Europe’s Digital Agenda: Is the AI Act the Final Act? In Search of Common Principles

International conference

Over the past five years the European Union legislature has passed a flurry of ambitious directives and regulations dealing with various aspects of Europe’s digital economy: the Digital Single Market (DSM) Directive (2019), the Open Data Directive (2019), the Data Governance Act (2022), the Digital Services Act (2022), the Digital Market Act (2022), and the Data Act (2023). The Artificial Intelligence Act is soon to follow.

While these legal instruments touch upon different legal domains, ranging from intellectual property law, freedom of government information and data protection to media regulation, competition law, and consumer protection, there is considerable overlap – and increasing confusion about their reach and scope, the new governance structures they establish, and their underlying policies.

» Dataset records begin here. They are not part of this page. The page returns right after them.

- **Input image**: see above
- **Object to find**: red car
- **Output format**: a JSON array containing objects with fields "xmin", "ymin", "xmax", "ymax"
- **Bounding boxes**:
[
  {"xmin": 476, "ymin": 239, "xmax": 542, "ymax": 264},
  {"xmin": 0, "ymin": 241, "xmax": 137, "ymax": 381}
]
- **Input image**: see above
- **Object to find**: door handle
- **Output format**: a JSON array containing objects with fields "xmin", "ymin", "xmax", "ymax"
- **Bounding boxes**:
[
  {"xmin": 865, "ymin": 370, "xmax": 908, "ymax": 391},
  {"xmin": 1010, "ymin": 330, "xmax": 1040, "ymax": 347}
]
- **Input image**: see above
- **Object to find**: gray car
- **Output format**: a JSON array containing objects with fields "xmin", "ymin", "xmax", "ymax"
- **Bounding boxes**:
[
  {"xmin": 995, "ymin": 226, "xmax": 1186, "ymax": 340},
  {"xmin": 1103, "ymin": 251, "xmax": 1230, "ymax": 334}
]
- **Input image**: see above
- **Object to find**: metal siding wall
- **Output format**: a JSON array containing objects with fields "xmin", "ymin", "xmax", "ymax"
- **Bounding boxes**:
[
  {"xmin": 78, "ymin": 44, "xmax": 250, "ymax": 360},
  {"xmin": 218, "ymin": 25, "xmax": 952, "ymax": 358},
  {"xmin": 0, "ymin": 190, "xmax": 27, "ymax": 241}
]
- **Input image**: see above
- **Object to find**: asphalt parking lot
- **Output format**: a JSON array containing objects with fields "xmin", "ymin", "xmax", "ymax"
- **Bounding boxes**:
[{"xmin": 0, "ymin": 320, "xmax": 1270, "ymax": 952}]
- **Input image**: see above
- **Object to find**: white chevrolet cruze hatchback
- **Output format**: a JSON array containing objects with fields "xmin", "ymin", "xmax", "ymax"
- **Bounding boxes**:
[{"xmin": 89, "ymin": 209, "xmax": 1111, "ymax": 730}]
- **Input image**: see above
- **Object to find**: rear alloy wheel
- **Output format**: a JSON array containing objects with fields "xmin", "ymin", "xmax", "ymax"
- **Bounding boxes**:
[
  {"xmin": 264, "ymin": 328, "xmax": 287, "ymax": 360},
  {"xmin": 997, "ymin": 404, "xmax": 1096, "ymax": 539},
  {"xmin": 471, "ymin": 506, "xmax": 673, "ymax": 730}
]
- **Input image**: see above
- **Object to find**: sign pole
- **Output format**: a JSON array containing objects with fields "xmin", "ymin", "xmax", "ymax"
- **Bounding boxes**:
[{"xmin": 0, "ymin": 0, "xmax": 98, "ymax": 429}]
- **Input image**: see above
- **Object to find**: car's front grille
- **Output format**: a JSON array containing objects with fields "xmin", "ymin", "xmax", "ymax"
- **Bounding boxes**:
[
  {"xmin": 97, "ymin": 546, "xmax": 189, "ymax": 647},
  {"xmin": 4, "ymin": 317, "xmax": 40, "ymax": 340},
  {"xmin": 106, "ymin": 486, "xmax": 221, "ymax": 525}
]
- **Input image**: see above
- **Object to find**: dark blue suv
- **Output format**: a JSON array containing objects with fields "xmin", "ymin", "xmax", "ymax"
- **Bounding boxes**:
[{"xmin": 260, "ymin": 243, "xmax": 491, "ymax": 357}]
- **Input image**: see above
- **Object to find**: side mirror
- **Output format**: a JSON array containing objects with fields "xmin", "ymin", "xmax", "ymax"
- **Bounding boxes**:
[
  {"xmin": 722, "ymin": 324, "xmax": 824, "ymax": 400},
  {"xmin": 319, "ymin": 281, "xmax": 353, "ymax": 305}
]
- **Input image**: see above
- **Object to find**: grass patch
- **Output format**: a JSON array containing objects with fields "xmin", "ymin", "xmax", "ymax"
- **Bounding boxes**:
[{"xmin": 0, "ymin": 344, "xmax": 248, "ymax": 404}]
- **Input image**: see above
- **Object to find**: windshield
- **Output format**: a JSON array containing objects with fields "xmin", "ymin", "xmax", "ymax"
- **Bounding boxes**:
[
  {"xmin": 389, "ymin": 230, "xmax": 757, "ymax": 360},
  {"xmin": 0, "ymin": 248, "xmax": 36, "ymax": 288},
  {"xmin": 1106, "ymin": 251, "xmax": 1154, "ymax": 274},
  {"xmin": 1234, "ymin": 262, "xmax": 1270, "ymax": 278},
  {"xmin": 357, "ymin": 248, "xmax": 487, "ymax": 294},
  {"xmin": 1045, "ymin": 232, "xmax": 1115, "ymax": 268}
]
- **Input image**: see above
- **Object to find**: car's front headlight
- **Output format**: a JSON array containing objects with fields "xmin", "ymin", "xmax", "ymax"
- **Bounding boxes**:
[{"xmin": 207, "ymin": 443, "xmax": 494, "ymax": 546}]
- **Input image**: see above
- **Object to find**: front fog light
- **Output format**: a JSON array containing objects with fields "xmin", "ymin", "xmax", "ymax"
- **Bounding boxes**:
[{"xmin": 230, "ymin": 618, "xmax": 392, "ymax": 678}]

The forthcoming AI Act is exemplary. If adopted, it will introduce a ban on high-risk AI technologies, establish far reaching transparency measures, demand human oversight, prohibit misleading uses of AI, create new supervisory authorities, and enhance protection of human creators against being “trained” by LLM’s.

This international conference – the first of its kind – searches for common principles and doctrines in Europe’s Digital Agenda, and queries what will be the EU’s next step – if any – in its regulatory adventure in the digital field. It will also compare Europe’s Digital Agenda to developments in the United States and look at the impact of the new European rules on enterprises in the ICT sector in Europe, particularly start-ups.